Ce sont surtout les jeunes qui rénovent

À noter : en 2022 (-9 pour cent) et 2023 (-30 pour cent), Belfius a constaté une baisse du nombre de demandes de crédit hypothécaire pour une rénovation, due notamment à la hausse des taux d’intérêt. La tendance s’est inversée en 2024 (+5 pour cent). L’année dernière, la hausse (+8 pour cent) a été encore plus marquée. Il s’agit d’ailleurs uniquement de crédits hypothécaires. Il est également possible de financer une rénovation à l’aide d’un crédit à la consommation (prêt rénovation ou prêt vert). Ces crédits sont principalement contractés pour de petits projets de rénovation.

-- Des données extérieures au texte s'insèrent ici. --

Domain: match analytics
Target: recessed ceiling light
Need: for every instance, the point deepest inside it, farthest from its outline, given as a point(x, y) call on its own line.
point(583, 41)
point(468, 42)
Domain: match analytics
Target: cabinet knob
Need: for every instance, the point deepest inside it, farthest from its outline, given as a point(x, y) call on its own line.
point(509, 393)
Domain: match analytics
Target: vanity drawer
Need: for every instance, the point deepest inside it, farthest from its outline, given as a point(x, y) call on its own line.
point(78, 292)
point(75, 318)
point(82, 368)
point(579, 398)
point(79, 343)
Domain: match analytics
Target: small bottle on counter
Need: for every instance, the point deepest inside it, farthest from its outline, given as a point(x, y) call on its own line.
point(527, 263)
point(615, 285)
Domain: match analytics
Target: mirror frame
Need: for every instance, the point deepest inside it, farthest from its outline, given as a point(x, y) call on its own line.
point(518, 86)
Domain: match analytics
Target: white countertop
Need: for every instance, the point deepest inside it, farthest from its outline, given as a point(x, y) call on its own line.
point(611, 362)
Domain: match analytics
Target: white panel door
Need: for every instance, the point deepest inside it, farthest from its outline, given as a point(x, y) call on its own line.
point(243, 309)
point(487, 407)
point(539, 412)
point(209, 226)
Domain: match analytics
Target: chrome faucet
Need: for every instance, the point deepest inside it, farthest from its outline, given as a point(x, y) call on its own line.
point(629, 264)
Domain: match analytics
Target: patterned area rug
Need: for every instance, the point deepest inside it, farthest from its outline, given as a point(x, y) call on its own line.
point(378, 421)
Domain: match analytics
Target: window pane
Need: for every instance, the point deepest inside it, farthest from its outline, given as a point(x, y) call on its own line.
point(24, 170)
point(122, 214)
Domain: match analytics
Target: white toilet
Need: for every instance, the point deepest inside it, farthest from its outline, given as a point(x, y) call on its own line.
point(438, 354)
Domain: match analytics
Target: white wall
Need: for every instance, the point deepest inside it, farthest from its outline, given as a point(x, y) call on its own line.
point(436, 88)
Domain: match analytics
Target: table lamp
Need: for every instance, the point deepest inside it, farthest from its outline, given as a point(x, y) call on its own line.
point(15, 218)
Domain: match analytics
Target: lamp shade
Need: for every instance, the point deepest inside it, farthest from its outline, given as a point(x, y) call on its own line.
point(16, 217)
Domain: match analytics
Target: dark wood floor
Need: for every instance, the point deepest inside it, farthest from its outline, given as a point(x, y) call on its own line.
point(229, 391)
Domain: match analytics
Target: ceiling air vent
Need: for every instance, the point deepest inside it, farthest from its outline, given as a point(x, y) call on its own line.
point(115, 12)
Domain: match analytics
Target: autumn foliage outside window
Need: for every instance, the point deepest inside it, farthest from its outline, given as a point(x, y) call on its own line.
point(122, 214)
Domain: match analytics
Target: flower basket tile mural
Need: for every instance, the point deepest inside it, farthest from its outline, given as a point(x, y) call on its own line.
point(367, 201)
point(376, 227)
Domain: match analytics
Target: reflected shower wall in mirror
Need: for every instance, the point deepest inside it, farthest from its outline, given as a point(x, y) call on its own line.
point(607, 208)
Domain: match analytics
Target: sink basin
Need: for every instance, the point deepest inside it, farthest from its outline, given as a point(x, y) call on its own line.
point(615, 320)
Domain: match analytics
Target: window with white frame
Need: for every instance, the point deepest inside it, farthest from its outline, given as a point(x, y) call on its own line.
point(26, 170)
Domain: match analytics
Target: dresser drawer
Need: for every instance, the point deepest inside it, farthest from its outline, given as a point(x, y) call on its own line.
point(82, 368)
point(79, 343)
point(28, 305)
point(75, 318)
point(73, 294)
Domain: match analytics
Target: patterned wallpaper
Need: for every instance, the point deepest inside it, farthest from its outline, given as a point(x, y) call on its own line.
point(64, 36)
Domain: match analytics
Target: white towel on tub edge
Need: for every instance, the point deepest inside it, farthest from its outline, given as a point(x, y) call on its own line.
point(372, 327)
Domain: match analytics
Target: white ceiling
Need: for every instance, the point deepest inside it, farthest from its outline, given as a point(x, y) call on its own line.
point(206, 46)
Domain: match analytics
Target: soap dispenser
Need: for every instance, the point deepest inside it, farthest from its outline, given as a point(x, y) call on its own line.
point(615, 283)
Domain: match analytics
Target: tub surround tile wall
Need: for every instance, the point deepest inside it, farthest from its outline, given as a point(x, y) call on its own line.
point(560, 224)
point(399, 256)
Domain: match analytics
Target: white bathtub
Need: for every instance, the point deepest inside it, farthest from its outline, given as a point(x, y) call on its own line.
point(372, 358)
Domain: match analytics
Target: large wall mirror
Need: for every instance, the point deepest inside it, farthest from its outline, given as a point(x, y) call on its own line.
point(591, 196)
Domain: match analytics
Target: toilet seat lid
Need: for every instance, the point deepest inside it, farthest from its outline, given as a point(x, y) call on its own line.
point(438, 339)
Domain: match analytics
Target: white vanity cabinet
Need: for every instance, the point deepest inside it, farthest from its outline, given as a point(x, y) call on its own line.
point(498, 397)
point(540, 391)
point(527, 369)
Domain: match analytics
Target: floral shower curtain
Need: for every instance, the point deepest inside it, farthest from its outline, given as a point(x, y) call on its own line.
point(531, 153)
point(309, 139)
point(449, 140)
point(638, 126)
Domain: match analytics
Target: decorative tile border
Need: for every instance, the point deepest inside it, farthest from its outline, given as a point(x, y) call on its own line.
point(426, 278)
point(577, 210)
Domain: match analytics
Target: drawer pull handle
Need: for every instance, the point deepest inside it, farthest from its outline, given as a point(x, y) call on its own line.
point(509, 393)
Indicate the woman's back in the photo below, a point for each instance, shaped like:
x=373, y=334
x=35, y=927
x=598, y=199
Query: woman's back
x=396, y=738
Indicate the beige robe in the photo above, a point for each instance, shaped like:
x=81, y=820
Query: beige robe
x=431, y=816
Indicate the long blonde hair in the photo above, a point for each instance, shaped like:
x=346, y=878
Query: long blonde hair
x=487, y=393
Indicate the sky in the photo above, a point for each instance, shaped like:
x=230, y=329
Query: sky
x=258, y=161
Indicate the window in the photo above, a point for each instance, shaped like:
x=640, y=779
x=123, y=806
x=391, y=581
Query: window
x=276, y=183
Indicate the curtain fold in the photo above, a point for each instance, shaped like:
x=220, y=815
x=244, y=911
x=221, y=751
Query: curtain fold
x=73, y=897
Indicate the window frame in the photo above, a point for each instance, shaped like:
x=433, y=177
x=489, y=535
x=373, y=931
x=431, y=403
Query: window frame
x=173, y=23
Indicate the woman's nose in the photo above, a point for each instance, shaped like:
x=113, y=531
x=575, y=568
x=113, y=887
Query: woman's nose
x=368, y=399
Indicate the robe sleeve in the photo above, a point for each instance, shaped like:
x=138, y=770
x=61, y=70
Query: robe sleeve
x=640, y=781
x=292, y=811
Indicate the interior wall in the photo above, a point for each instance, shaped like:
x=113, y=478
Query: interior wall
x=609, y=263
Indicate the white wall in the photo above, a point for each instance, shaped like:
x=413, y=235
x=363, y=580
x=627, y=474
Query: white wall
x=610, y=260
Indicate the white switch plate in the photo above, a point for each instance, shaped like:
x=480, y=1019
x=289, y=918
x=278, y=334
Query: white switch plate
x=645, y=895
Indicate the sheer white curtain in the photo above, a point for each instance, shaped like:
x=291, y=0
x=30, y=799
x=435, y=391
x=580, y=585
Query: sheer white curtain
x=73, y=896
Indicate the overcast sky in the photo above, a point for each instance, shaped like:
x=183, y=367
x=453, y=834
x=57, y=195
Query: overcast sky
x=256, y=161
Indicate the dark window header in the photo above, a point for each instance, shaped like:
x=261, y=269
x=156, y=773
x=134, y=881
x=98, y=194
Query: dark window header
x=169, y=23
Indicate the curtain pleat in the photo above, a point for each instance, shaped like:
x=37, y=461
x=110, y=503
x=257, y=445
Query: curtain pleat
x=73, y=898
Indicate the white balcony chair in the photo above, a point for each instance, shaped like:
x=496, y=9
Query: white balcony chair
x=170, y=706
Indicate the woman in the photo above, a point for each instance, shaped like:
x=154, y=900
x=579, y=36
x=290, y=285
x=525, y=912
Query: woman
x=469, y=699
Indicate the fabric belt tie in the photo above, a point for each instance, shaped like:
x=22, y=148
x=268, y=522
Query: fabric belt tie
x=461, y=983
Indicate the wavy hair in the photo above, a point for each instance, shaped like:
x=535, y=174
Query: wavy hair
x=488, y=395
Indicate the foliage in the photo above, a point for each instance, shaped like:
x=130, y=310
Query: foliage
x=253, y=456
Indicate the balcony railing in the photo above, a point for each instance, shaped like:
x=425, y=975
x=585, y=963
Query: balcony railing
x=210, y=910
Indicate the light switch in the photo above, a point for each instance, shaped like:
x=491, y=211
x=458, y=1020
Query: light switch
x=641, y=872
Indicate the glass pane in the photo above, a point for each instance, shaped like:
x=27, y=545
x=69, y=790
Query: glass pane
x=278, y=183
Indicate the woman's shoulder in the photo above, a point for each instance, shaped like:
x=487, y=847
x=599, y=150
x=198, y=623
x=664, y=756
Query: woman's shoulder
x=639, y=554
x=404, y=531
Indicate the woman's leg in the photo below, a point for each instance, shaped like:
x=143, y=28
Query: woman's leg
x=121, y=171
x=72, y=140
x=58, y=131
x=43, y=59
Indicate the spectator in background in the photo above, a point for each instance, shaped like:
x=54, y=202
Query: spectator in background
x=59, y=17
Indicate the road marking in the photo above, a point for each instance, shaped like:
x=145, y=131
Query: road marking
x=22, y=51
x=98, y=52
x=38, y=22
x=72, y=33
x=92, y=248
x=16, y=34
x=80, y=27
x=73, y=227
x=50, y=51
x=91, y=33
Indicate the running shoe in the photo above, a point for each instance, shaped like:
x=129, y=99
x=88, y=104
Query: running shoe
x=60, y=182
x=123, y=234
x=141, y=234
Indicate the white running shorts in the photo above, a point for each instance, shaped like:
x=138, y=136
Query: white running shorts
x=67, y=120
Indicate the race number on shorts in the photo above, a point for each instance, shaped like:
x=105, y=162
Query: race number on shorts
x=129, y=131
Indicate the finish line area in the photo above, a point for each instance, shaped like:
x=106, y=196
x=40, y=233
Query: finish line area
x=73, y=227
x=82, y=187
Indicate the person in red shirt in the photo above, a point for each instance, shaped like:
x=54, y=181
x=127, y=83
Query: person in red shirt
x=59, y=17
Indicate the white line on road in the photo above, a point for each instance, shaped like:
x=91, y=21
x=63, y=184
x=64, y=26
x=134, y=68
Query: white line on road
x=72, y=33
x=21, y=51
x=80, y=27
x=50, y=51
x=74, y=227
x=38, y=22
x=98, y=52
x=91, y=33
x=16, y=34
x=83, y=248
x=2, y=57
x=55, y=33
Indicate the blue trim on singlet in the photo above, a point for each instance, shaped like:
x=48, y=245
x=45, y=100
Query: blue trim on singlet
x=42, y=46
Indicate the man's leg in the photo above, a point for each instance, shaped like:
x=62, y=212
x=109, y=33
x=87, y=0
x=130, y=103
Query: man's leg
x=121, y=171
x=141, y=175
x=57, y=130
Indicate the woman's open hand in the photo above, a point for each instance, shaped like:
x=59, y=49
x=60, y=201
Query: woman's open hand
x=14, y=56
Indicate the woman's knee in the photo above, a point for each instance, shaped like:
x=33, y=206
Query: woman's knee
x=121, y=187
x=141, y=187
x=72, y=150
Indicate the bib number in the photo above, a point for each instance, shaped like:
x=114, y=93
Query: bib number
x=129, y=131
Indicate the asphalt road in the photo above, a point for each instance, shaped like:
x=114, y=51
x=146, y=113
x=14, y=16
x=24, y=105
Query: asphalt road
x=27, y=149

  • Belfius note qu’il existe des différences régionales.
    • En Flandre, le nombre de crédits hypothécaires pour les rénovations est resté globalement stable entre 2023 et 2025 (+1 pour cent).
    • En Wallonie, le nombre de crédits pour les travaux de rénovation a augmenté de 24 pour cent entre 2023 et 2025.
    • À Bruxelles, la hausse est encore plus marquée : le nombre de crédits hypothécaires pour des rénovations a augmenté de 51 pour cent entre 2023 et 2025.
  • Par ailleurs, les chiffres de la banque d’État montrent que les jeunes sont le moteur de la transition énergétique. Deux clients Belfius sur trois ayant contracté un prêt pour une rénovation énergétique avaient 35 ans ou moins. Pour les rénovations non énergétiques, cette tranche d’âge représente 40 pour cent des crédits.